Un projet qui se rapproche du système actuel
Evidemment, les effets de manches sont moins spectaculaires que pour annoncer une prime de 1.000 euros au moins. Mais cette hypothèse a d’ores et déjà été balayée. François Baroin, ministre du Budget et porte-parole du gouvernement qui avait lui-même jeté ce pavé dans la mare, est revenu en arrière : il n’y aura pas de niveau minimum, le montant dépendra de discussions, et l’obligation ne touchera que les entreprises de 50 salariés et plus … comme pour la participation.

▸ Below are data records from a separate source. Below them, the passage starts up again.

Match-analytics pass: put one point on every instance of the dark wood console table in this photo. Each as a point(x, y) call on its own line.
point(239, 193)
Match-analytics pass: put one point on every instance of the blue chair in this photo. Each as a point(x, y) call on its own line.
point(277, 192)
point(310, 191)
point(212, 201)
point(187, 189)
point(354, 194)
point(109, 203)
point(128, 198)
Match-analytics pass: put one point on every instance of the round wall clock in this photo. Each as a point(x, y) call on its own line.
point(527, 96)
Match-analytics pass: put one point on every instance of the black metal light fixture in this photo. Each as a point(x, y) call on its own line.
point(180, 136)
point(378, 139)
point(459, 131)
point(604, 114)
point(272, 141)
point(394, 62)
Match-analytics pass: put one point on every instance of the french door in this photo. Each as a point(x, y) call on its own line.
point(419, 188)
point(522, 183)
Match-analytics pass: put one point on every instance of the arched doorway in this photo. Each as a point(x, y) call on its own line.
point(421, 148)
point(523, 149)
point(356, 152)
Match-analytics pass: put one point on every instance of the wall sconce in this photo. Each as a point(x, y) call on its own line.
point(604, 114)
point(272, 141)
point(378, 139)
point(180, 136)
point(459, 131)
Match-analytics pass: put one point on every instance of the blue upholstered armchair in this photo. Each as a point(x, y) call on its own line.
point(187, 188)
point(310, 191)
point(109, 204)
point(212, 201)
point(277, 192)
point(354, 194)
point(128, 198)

Pour les moins de 50 salariés, la prime sera facultative. Et même au plan fiscal, elle aura le même statut que la participation. Plutôt que de procéder à un empilage de dispositions, on revient donc dans un cadre connu. Reste à l’actualiser, et à permettre à un plus grand nombre de salariés d’être concerné. C’est là que se situe le véritable problème pour le gouvernement.
Aujourd’hui, la participation est obligatoire…. mais seulement pour les entreprises industrielles et commerciales de plus de 50 salariés. Les entreprises plus petites n’y sont pas assujetties, ni celles du secteur associatif, ni les administrations (centrales ou territoriales)… En bout de course, «seulement un salarié sur quatre ou cinq touche la participation», estime Michel Bon, qui préside l’association Fondact pour une gestion participative de l’épargne dans l’entreprise et de l’actionnariat salarié. Le gouvernement a donc du grain à moudre.
Etendre la participation aux salariés qui en sont privés
Peu de temps avant le débat sur la fameuse prime, cette association avait rencontré Xavier Bertrand, ministre du Travail, pour lui proposer de moderniser la participation en la rattachant à l’évolution du dividende des sociétés cotées. Juste l’hypothèse de départ du gouvernement pour la prime! Problème: une telle évolution n’a de sens que pour… les sociétés cotées. Restait à trouver une autre formule pour les services de l’Etat, les associations, les petites entreprises et toutes les sociétés non cotées.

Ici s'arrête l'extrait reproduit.